The store will operate as an outlet store going forward, with sales on close-out and discontinued brand-name goods at 30 percent to 70 percent off.

“We’ve had a great reception from the people of Fruita — just tremendous,” Taylor said.

He urged longtime customers to make the 10-minute drive west on Interstate 70 to visit the new outlet.

“It’s a fun little store,” Taylor said. 

Regis Salon closed the doors of its Mesa Mall location in June and recently reopened under a new name, Ascent Salon and Spa, at 241 Grand Ave., next to Rem’s and Lois’ Place, spokeswoman Amanda Ornong announced.

“The stylists you love will also be offering some new services including manicure, pedicure, facials and more,” Ornong said.

The History Press, based in Charleston, S.C., recently purchased the rights to publish “The History of City Market: The Brothers Four and the Back Slope Empire” authored by Tony Prinster, the last Prinster to serve as president of the company.

To complete the book, Prinster worked with local writer, Kate Thorne, “who has an uncanny ability to discover and reveal the colorful personalities of historical characters,” said Grand Valley magazine publisher Krystyn Hartman.

The book begins with an 18-year-old penniless European immigrant named Josef Prinster, who left South Tyrol, Italy, to work in the slaughterhouses of Ohio.

Prinster started a small butcher shop in Colorado that grew to become part of the largest supermarket chain in the U.S.

The book is scheduled for publication in October to coincide with the Legends of the Grand Valley Prinster Brothers bronze sculpture unveiling in downtown Grand Junction on Oct. 18.

■ Montrose County commissioners announced they are seeking a second fixed-base operation service provider at Montrose Regional Airport in response to Montrose business owners who requested the action.

“Recruiting a second fixed-base operation service provider at the Montrose Regional Airport will fulfill the intent of the taxpayers of Montrose County to maximize the airport as an economic driver providing general aviation service for recreation tourism.
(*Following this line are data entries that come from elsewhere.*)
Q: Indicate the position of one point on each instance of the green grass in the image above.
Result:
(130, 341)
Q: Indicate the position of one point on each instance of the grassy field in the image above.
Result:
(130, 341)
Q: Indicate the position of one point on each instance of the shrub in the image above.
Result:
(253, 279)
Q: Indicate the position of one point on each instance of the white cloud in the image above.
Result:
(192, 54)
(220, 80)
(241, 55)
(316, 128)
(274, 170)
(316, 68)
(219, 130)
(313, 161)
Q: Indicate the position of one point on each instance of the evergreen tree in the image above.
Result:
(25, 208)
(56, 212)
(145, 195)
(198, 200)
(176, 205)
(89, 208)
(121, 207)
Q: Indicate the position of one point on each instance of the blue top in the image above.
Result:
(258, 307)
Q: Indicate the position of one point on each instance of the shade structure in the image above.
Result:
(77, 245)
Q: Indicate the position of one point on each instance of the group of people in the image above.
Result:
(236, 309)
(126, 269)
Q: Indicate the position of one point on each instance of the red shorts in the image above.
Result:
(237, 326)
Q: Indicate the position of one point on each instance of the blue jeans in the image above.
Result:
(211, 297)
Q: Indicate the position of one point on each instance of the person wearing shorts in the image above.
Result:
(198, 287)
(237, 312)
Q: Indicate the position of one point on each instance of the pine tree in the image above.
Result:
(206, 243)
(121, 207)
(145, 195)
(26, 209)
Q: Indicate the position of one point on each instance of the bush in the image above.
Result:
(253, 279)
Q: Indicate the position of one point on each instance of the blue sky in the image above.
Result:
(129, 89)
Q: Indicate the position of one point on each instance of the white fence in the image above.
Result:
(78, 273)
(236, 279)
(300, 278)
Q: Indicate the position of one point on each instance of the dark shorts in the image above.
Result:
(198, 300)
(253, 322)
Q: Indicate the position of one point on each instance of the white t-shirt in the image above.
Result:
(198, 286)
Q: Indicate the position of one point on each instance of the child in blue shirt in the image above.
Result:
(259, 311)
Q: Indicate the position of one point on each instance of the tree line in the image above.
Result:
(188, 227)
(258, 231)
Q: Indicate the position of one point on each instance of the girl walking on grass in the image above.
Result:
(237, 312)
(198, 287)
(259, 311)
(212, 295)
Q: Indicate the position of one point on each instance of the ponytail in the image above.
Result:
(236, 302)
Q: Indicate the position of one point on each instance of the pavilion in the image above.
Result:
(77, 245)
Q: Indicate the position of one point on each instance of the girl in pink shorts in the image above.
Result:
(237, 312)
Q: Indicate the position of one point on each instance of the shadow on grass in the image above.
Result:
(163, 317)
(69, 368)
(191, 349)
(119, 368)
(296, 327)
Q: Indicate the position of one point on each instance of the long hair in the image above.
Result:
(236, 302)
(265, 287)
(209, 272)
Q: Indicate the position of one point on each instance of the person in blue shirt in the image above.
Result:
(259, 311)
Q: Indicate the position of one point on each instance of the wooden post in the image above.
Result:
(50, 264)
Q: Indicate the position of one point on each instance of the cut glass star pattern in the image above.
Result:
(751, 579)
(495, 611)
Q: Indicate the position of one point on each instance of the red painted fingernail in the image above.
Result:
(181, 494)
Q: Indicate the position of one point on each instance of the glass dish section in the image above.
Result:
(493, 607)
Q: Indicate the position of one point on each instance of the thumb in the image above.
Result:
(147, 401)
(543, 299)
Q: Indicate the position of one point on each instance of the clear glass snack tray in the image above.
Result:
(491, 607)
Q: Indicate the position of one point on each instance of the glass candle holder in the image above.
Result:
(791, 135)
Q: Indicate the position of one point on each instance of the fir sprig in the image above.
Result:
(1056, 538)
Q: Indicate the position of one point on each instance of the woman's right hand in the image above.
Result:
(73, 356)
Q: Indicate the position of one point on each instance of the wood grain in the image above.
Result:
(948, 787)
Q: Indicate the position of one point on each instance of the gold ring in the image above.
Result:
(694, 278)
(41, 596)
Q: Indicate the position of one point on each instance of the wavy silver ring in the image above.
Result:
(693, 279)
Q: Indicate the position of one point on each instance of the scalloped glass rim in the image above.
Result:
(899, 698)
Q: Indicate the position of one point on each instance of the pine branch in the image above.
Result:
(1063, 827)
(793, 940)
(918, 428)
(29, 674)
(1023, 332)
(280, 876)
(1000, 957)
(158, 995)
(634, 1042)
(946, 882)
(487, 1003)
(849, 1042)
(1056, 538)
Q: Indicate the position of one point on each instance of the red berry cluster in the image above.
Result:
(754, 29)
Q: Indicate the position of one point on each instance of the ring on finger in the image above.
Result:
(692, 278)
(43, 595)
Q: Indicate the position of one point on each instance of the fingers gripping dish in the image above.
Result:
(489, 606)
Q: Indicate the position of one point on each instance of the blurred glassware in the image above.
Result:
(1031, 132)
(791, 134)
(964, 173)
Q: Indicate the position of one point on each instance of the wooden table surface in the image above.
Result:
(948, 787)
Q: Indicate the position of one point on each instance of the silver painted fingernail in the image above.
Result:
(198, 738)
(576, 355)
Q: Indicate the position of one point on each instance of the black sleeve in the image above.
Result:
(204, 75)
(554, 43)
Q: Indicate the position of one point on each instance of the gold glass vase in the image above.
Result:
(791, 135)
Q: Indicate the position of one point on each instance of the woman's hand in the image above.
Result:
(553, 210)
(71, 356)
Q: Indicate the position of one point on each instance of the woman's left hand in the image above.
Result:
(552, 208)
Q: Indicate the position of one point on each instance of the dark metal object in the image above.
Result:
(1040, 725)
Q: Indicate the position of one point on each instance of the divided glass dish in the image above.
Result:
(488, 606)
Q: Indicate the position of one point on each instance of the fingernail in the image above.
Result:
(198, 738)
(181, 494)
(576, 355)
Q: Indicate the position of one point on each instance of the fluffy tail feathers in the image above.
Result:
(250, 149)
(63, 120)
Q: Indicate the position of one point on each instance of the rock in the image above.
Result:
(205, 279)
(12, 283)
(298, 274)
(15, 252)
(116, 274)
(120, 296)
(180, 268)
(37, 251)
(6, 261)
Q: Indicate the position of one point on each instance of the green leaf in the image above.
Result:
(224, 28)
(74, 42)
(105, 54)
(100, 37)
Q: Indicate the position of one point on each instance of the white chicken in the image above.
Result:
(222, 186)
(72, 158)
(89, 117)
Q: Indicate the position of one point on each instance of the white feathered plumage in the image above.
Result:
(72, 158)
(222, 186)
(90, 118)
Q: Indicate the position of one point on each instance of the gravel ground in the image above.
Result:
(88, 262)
Free enterprise is alive and well in Montrose County,” Commissioner Ron Henderson said in a news release.

Service providers have until Sept. 18 to notify the county of their interest. A final selection will be made in October. Call 970- 249-3433 for information.

Demeris York, president of the Delta Altrusa Club, honored Amanda Twamley for her dedication to Altrusa International. Twamley retired as International ASTRA chair, a post she has held since 2011.

Altrusa is an international nonprofit organization that strives to make local communities better through leadership, partnership and service, said Altrusa spokeswoman Lucinda Stanley.

■ Paonia-based community radio station KVNF announced the appointment of a new general manager, Rick Watts, of Iowa. He replaces Sally Kane, who managed the station for a decade.

Watts worked in commercial radio on air and in production as well as in sales and as a consultant. Watts grew up in Salida and Buena Vista.